Asgard Psychiatric Hospital, Tromso, Norway, credit “Mad in America” blog, March 2017 [http://bit.ly/2wbRrJW]
In my previous post I ended up writing an overview of the changes over the time of the last 24 years since I personally date “mental health reform” commencing in this country as being the year 1992 when news of the beginning sweeping changes (at first budgetary adjustments due to the falling state’s revenues during the implosion of the Big Three Automakers) that surfaced in Michigan under then Governor John Engler.

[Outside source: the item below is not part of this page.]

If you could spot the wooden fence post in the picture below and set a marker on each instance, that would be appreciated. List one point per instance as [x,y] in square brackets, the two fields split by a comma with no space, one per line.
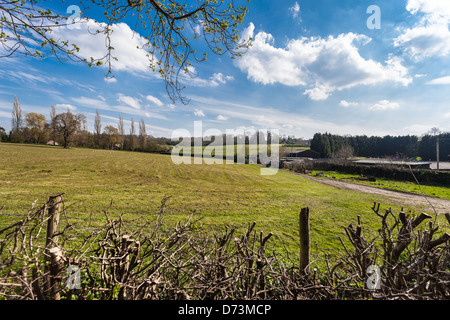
[304,240]
[51,257]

In short the progression went something (very approximately) like this: cutting of mental health budgets, closing of public inpatient psychiatric beds (downsizing of out of date, out of code, aged state hospital relics), closure of multiple facilities, conversion of the “county mental health center” based system of care delivery from the 1963 JFK Comprehensive Mental Health Center Act (that name is from memory and may not be completely correct) to regional agencies that covered larger areas and population groups, conversion from combined state and county funding to various forms of block grant funding still heavily reliant upon federal Medicaid funding (this is ‘mucho importante’–as my Texican father would say for emphasis–and must NOT be forgotten as it is still pivotal today), to beginning versions of degrees of privatization of these regional mental health care delivery agencies, opening outpatient mental health services to entrepreneurial provider-business groups who were somewhat free to pick and choose what types of services they wished to deliver and which they wished to avoid and not pick up.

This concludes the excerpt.